Make way for Steven Spielberg back on science fiction turf. Evidently no other international movie wants to open against the latest blockbuster from the Close Encounters of the Third Kind, War of the Worlds, and E.T. filmmaker.

Before we learn more, we need to mention the more niche offerings at South African cinemas as of this Friday. Look out for Bollywood partitian era romance Main Vaapas Aaunga; the BTS World Tour ‘Arirang’ In Busan: Live Viewing (on Saturday, 13 June only!); a recording of opera El Último Sueño De Frida Y Diego; and the Throwback return of The Hobbit: An Unexpected Journey.


“If you found out we weren’t alone, if someone showed you, proved it to you, would that frighten you? This summer, the truth belongs to eight billion people. We are coming close to … Disclosure Day.” Props to the Disclosure Day marketing team for keeping the plot of Spielberg’s new sci-fi actioner under wraps. Even the trailer below refuses to spell things out. What we do know, and can say, is that Emily Blunt’s TV meteorologist finds herself on the run with Josh O’Connor’s cybersecurity expert and whistleblower. It falls on them to disclose the truth about extra-terrestrial presence on earth, which Colin Firth’s character refuses to let happen.

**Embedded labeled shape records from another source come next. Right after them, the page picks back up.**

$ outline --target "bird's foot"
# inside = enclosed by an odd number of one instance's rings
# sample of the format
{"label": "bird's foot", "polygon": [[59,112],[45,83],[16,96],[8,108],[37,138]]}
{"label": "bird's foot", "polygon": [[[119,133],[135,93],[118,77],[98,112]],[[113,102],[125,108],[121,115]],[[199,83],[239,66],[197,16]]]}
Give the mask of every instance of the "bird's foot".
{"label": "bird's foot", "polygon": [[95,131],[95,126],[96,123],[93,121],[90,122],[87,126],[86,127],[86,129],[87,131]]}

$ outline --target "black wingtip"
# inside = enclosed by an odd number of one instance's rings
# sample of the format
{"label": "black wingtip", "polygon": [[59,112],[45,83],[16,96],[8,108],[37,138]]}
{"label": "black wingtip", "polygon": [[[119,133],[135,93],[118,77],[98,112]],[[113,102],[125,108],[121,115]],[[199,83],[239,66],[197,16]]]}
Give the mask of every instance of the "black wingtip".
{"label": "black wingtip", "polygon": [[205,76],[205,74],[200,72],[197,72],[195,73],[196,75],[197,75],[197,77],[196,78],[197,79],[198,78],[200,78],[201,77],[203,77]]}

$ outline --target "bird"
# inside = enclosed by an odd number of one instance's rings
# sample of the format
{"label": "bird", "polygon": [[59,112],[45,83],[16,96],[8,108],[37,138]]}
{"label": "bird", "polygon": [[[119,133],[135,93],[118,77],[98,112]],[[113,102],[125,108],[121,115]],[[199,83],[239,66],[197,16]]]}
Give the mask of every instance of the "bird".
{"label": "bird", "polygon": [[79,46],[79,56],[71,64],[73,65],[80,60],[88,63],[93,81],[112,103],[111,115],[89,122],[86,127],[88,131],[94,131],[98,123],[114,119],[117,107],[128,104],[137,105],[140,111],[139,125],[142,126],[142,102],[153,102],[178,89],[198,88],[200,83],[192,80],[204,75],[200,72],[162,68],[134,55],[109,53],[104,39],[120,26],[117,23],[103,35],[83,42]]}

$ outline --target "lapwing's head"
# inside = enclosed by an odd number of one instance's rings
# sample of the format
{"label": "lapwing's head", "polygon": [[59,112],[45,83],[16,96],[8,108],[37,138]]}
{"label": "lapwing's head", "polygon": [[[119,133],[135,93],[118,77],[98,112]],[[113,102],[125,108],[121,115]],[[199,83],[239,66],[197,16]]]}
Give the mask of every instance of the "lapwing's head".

No doubt timed to coincide with the Youth Day public holiday next week is South African drama Studying Under the Barrel of a Gun – produced and directed by Tebogo Malope (Outlaws, Queen Sono, and Rise: The Siya Kolisi Story). Set in the late 1980s at the University of the North (Turfloop) in Limpopo, the film follows the resistance efforts of students operating under brutal Apartheid era military occupation. Faced with political suppression, raids, arrest and solitary confinement, a united student movement goes underground, and deploys strategy, faith networks, mass mobilization, and psychological warfare, rather than armed confrontation, to achieve change.